Algumas canções também foram presentes, como Minha âncora, de Nando Reis, e Sol da Barra, de Marcelo Camelo. No entanto, uma das mais especiais para o cantor é a faixa Novo love, uma versão em português da música New love, de Tim Maia, amigo de infância do artista.
Amor é isso, além de marcar um certo afastamento de Erasmo Carlos do rock, representa uma nova fase para o cantor: a do lançamento de um álbum, por enquanto, apenas em versão digital. O que o compositor tem estranhado, como contou: “Eu quero mostrar, não tenho, não posso. (...) Então, eu fico assim, dançando conforme a música. Estou aprendendo ainda”. Essa estranheza, o conceito por trás do álbum e a expectativa em torno da cinebiografia Minha fama de mau, de Lui Farias, estão entre os assuntos abordados por Erasmo Carlos nesta entrevista.
Depois de três discos mais roqueiros, Amor é isso é um álbum mais voltado para o amor. O que lhe levou a isso?
Nesse disco, aposentei as distorções, as batidas fortes. Eu queria falar do amor como conceito. Não o amor sexual, pornográfico... O amor como conceito, que engloba todos os amores possíveis e imagináveis. Uma coisa que me fascina é que o amor não é uma coisa que você possa explicar com palavras, mas você pode explicar com gestos. Então, o que me levou a fazer e afirmar que “o amor é isso” foi um vídeo que eu vi no YouTube de duas crianças, em que uma delas serve de ponte para a amiguinha passar por ele. Quando ela atravessa a ponte, que é o corpo do amigo, ela estende a mão para ele e seguem os dois caminhando. Isso me comoveu muito e falei: “Poxa, o amor é isso”. O amor pode ser mostrado e definido por gestos. Uma cadela dando de mamar a uma ninhada de gatos. Amor é isso, independente da natureza. Então essas coisas me fascinam.
Você queria explicar isso, de certa forma, nesse disco?
Não explicar. Minha intenção, às vezes, é perguntar ou levar ao diálogo.

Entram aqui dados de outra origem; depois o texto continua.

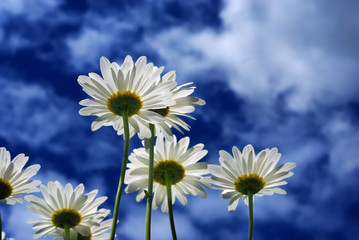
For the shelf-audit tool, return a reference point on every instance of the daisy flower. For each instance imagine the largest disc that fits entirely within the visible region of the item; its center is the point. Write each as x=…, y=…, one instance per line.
x=127, y=89
x=97, y=232
x=174, y=160
x=4, y=238
x=184, y=104
x=65, y=208
x=14, y=180
x=249, y=174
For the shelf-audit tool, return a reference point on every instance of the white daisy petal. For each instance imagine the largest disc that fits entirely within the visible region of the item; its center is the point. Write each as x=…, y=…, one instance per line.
x=61, y=204
x=169, y=154
x=14, y=179
x=247, y=174
x=132, y=88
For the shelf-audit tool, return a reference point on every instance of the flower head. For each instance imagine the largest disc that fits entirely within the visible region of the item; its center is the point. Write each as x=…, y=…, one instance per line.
x=247, y=173
x=5, y=238
x=127, y=89
x=14, y=180
x=65, y=207
x=97, y=232
x=184, y=104
x=173, y=160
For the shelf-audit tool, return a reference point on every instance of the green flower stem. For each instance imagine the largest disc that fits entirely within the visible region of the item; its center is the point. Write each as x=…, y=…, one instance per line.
x=122, y=176
x=150, y=183
x=67, y=232
x=250, y=207
x=0, y=224
x=169, y=202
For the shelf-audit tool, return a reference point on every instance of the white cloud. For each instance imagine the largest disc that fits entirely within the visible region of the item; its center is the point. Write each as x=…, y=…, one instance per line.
x=31, y=10
x=258, y=50
x=32, y=114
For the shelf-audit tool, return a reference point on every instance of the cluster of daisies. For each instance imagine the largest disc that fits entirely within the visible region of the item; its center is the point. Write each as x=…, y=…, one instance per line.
x=135, y=98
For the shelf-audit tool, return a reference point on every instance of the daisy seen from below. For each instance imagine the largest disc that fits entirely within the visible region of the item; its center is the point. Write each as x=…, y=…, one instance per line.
x=5, y=238
x=126, y=98
x=97, y=232
x=176, y=172
x=65, y=208
x=184, y=104
x=126, y=91
x=14, y=180
x=246, y=174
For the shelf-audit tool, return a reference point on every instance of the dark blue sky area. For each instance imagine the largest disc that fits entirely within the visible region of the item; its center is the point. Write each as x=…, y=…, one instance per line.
x=273, y=73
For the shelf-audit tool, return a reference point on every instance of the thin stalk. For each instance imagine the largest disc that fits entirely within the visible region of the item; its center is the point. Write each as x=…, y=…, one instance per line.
x=67, y=232
x=0, y=224
x=250, y=207
x=169, y=202
x=122, y=176
x=150, y=183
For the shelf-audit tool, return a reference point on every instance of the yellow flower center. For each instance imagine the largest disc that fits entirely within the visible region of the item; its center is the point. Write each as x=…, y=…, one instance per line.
x=162, y=111
x=173, y=169
x=122, y=102
x=66, y=217
x=249, y=184
x=5, y=189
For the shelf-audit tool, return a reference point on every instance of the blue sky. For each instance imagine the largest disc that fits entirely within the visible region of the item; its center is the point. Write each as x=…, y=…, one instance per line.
x=273, y=73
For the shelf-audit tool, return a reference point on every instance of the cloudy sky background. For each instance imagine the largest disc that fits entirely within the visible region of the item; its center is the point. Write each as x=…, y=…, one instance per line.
x=273, y=73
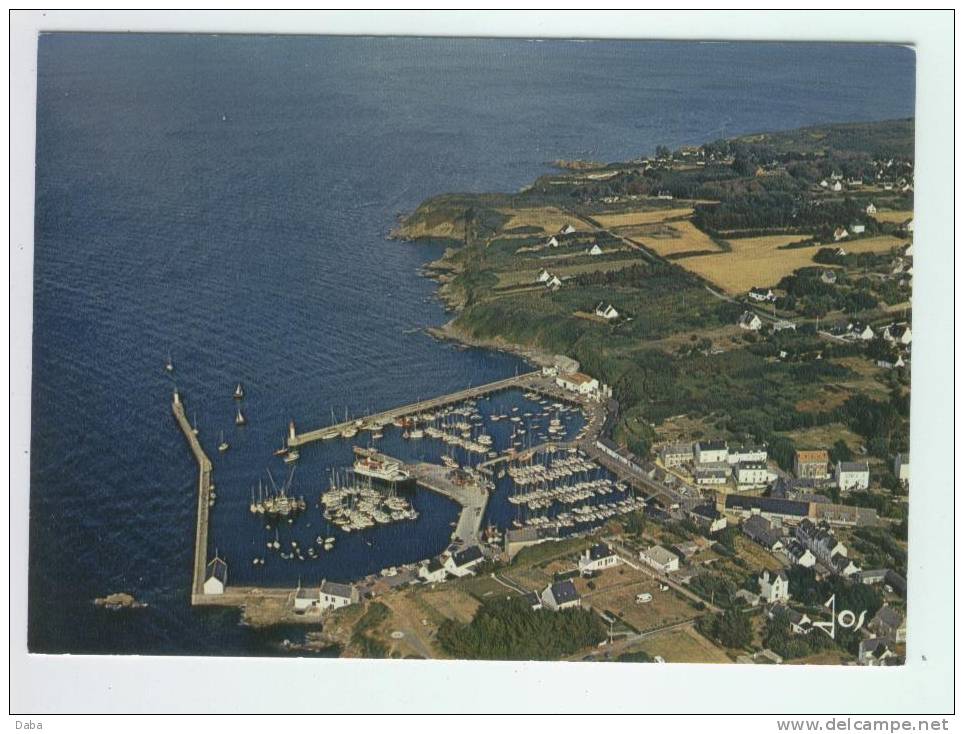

Eu não tenho todas as respostas.
Trazer esse tema do amor agora na música brasileira era uma necessidade que você sentia?
O amor é sempre uma necessidade, porque o amor pra mim é a salvação de tudo. Todas as respostas estão no amor. E é uma coisa que a vida vai te fazendo, às vezes, esquecer disso. Então, é sempre importante você lembrar, exercitar, falar, exercer (o amor). Sem demagogia. O amor é verdadeiro.
Como se deram as parcerias e participações do disco?
Estou há dois anos casado e meu namoro começou há oito anos. Eu escrevia para a minha mulher todos os domingos um e-mail com um poema. Em oito anos foram 111 poemas e eu resolvi musicá-los. Pela primeira vez eu fiz isso na minha vida. Até porque me senti livre das rimas obrigatórias e viciadas das músicas. Aí se abriu um horizonte em termos de letras, com muito mais liberdade. Então, procurei amigos meus que já trabalham com isso, tipo Adriana Calcanhotto, Arnaldo Antunes... E juntos começamos a desenvolver esse trabalho. Convidei o Samuel Rosa, Marisa Monte e as músicas foram surgindo. Depois, o disco foi se desenvolvendo, o tema do “amor é isso” sobressaiu e o Nando Reis me mandou uma música dele só para mim. O Marcelo Camelo mandou lá de Portugal uma música também exclusiva pra mim e o Emicida fez uma participação numa faixa comigo, porque a gente fez uma música para a Gal Costa, Abre-alas de verão, que vai sair no próximo disco dela e por causa disso veio a nossa parceria.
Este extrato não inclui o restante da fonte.